Más de alguna vez hemos escuchado esta expresión al referirse a la
emigración de personas desde nuestra Iglesia. Por diversos motivos, acuden a
otras Iglesias o simplemente prefieren no pertenecer a ninguna religión y
mantener lo que dicen “una relación directa con Dios”. Decisión riesgosa por
cierto, pues el crecimiento y maduración de nuestra fe se facilita cuando la
practicamos en conjunto con nuestros hermanos. “La fe no es un hecho privado; se vive en la comunidad” (Papa Benedicto
XVI).
“Porque donde hay dos o tres reunidos en mi nombre,
allí estoy yo en medio de ellos” (Mateo 18,20).

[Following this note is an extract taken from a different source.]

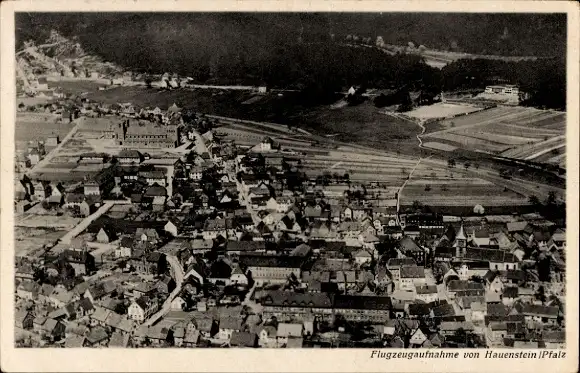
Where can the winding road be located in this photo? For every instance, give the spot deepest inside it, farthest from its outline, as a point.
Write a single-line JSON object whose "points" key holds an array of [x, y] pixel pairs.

Sin embargo, me arriesgo a decir, que no son las “otras Iglesias” o la
opción por no pertenecer a ninguna Religión los factores por los cuales se
genera esta emigración, sino simplemente, las delicias humanas que ofrece el
mundo. La tendencia es a practicar la norma que rige la llamada sociedad del
consumo: disfrutar al máximo de la vida, consumir el mayor número de bienes y
servicios de manera innecesaria y darse al máximo de satisfacciones de todo
tipo.
Una práctica por cierto que termina depositando la seguridad y confianza
en superficialidades y no en la verdadera fuente de seguridad, paz y vida que
nos ofrece Jesucristo. Pues todos hemos sido llamados al Reino de Dios, pero
debemos tener la voluntad de seguir el camino del evangelio y no sesgar nuestro
actuar con las banalidades mundanas.
Todos tenemos sed de Cristo, pero muchas veces intentamos saciarnos en
lo material o en las entretenciones del mundo. Si tan sólo dejáramos que Dios
actúe en nuestras vidas, nuestras inclinaciones y prioridades cambiarían.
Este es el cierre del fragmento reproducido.